Motion made, and Question proposed, That this House do now adjourn.—(Simon Kirby.)
In opening this Adjournment debate, I would like to pay tribute to my constituent Nicola Braniff, the partner of the late Stephen O’Malley, and her father Joe for their dedicated work in unearthing vital information about the circumstances surrounding the tragic death of Stephen and for their tireless campaign for justice.
On 3 May 2012, Stephen O’Malley, a UK citizen, was employed as a contracted commercial deep-sea diver for SubC Partner, based in Denmark. Servicing wind farm turbines in the North sea on the Alpha Ventus offshore wind farm in German waters, he was on a routine dive from the Blue Capella vessel. Stephen did not return from that fateful dive alive. There is documentation of what happened; I viewed with mounting horror the helmet camera recording of the unfolding tragedy.
Stephen’s first distress call came less than two minutes into the dive, as he complained that his neckdam was too tight. I have a neckdam with me here, and I think it is clear to see how it is designed to sit closely on the neck. If it fits too tightly, however, there can be horrendous consequences. I repeat that Stephen’s first distress call came less than two minutes into the dive, as he complained that his neckdam was too tight:
“I can’t breathe with the neckdam. It’s choking me. It’s restricting my breathing.”

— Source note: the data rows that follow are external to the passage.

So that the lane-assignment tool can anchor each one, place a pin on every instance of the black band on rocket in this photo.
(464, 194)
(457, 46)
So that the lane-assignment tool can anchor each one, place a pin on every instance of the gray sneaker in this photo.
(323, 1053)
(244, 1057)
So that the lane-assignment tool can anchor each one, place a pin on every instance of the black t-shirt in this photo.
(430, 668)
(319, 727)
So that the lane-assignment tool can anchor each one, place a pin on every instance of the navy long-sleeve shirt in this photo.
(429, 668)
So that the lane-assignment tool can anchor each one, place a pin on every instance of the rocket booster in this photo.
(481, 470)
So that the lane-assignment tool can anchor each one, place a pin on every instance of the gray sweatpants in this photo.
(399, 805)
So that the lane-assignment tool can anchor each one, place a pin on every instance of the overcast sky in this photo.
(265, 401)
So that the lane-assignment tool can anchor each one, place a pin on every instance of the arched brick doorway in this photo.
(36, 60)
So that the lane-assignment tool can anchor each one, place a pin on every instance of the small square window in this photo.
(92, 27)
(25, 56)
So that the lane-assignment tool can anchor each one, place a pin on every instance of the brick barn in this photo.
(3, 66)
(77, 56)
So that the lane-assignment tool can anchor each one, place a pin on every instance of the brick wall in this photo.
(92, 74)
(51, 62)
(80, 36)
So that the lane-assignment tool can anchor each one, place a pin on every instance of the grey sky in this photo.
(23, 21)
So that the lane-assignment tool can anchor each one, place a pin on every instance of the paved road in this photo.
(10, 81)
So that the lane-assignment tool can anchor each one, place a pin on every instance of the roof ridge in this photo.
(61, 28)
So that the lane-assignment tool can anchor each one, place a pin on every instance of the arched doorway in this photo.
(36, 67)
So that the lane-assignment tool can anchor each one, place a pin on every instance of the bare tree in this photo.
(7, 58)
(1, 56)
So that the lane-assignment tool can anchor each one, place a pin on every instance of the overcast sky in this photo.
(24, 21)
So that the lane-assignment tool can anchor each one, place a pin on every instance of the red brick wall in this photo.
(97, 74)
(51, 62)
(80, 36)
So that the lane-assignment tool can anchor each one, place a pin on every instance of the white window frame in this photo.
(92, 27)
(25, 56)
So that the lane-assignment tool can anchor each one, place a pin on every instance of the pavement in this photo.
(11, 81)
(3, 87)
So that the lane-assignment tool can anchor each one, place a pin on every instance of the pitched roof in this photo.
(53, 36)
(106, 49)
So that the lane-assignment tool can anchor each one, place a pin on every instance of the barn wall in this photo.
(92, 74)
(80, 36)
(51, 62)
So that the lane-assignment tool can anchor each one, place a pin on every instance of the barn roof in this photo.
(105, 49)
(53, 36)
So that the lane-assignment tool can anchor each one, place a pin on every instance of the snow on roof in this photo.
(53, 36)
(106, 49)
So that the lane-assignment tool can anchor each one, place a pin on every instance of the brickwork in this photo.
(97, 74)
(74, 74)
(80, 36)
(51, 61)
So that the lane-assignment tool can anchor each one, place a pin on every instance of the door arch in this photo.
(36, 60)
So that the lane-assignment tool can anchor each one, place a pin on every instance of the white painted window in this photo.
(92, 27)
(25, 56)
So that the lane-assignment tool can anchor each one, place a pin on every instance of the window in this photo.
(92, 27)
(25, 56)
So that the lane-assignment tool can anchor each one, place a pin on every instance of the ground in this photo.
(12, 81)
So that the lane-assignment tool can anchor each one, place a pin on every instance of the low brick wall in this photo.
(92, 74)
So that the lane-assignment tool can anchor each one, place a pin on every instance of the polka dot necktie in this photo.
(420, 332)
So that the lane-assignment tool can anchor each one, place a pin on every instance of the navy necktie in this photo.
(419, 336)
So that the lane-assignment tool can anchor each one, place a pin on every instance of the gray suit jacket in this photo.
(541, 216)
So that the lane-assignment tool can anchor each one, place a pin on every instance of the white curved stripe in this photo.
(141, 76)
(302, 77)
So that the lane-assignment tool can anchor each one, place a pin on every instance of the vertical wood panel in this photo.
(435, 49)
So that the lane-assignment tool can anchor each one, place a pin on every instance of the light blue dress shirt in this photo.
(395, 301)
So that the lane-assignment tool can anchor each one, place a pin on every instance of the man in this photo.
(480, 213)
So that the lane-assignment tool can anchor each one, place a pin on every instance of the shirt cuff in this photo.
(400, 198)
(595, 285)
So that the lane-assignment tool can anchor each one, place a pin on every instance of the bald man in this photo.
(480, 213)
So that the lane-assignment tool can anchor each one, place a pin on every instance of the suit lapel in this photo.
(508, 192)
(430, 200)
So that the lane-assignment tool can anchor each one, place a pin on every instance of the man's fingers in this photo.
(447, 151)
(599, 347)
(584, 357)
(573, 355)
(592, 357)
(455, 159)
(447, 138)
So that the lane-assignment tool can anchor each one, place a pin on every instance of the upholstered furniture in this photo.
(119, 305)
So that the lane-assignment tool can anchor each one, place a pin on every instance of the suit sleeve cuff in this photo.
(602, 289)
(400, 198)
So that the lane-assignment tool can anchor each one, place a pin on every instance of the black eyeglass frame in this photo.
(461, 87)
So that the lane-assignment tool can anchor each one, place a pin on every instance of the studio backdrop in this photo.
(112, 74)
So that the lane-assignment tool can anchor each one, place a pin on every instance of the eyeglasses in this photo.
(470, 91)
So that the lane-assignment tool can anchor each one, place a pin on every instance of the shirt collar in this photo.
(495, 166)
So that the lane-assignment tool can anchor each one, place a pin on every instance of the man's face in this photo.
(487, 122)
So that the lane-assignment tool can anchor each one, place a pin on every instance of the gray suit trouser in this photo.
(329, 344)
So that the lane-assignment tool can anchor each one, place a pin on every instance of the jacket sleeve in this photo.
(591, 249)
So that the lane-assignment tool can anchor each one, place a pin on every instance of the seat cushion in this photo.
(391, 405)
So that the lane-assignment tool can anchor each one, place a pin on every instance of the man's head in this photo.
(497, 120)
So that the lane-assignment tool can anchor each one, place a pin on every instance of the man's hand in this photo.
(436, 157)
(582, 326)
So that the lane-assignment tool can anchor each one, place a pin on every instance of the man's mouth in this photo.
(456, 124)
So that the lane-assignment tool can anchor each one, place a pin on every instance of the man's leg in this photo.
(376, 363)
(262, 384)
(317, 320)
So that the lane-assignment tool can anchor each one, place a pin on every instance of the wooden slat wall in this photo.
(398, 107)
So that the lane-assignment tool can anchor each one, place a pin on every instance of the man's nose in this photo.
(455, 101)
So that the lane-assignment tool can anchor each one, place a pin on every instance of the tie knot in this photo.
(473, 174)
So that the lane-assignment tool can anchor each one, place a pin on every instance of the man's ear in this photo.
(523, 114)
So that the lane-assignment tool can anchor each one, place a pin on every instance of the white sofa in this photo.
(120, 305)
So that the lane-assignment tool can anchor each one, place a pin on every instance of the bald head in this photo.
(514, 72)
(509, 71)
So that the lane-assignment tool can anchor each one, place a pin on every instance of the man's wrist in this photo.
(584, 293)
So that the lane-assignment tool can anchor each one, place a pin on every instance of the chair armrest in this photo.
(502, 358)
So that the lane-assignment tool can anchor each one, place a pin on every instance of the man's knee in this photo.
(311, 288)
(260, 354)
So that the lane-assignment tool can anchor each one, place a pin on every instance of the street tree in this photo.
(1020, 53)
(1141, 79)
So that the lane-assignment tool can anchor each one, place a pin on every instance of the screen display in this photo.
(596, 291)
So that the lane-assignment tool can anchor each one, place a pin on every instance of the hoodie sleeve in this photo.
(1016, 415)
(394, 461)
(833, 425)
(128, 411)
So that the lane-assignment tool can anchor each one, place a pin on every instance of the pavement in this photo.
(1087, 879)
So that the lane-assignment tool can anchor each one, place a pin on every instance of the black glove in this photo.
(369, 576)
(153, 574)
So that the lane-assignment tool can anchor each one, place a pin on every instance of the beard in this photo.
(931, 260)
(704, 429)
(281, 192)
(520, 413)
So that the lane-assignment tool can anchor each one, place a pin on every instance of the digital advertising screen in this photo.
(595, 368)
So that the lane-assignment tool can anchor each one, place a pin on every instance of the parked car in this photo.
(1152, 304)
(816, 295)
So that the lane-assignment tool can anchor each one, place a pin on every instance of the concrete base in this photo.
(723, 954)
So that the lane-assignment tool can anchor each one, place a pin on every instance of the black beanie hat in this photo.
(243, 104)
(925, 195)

After four minutes and 28 seconds into this horrendous video, Stephen is heard to cry:
“Get me up. I can’t breathe.”
The final call for help from Stephen came after 6 minutes and 25 seconds, yet it was nine minutes from the start of the dive before a rescue diver was sent down. He made valiant efforts, but Stephen became entangled in the umbilical air cord. There were also problems locating the C clip on his jacket, which was necessary for him to be hoisted up. It took 15 minutes from the start of the dive to bring him on deck—and I ask Members to remember that it was within two minutes of that dive that Stephen was heard on the video to call for help, very clearly. It took longer still to remove his helmet. Still more time passed before he was brought up, and more time passed before resuscitation began.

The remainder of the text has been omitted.